Thursday is code puzzler day here at DZone. The idea is simple: solve the coding problem as efficiently as you can, in any language or framework that you find suitable.

Note: Even though there really is nothing stopping you from finding a solution to this on the internet, try to keep honest, and come up with your own answer.  It's all about the participation!

Return the Factorial

Write a function which will return the factorial of a number n. Factorial is the product of the sequence  n, n-1, n-2 .... 1.  And remember that the factorial of 0 is actually 1.

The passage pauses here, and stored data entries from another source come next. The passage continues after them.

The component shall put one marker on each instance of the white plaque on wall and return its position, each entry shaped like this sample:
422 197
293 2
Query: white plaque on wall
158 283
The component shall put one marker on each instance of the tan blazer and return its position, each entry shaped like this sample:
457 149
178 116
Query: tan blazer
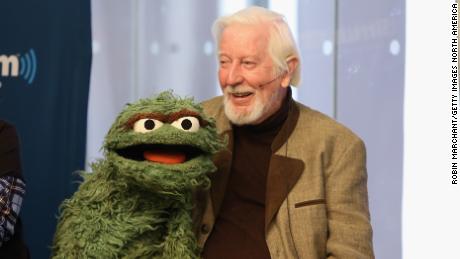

Catch up on all our previous puzzlers here

Tags:

### Stelian Galmati replied on Thu, 2012/08/02 - 1:57am

public int factorial(int n) {

if (n == 0) {

return 1;

}

return n * factorial(n - 1);

}

### Alexey Grigorev replied on Thu, 2012/08/02 - 2:11am

These puzzlers used to be difficult

### Vijay Nathani replied on Thu, 2012/08/02 - 3:03am

Groovy code

def factorial(n) {
def fact = 1;
n.times { fact *= it.next() }
fact
}
println factorial(3)

### Attila Király replied on Thu, 2012/08/02 - 3:18am in response to: Alexey Grigorev

It is always possible to make it more difficult. I noticed that in the world of many cores people almost never post a multi threaded solution to these puzzlers.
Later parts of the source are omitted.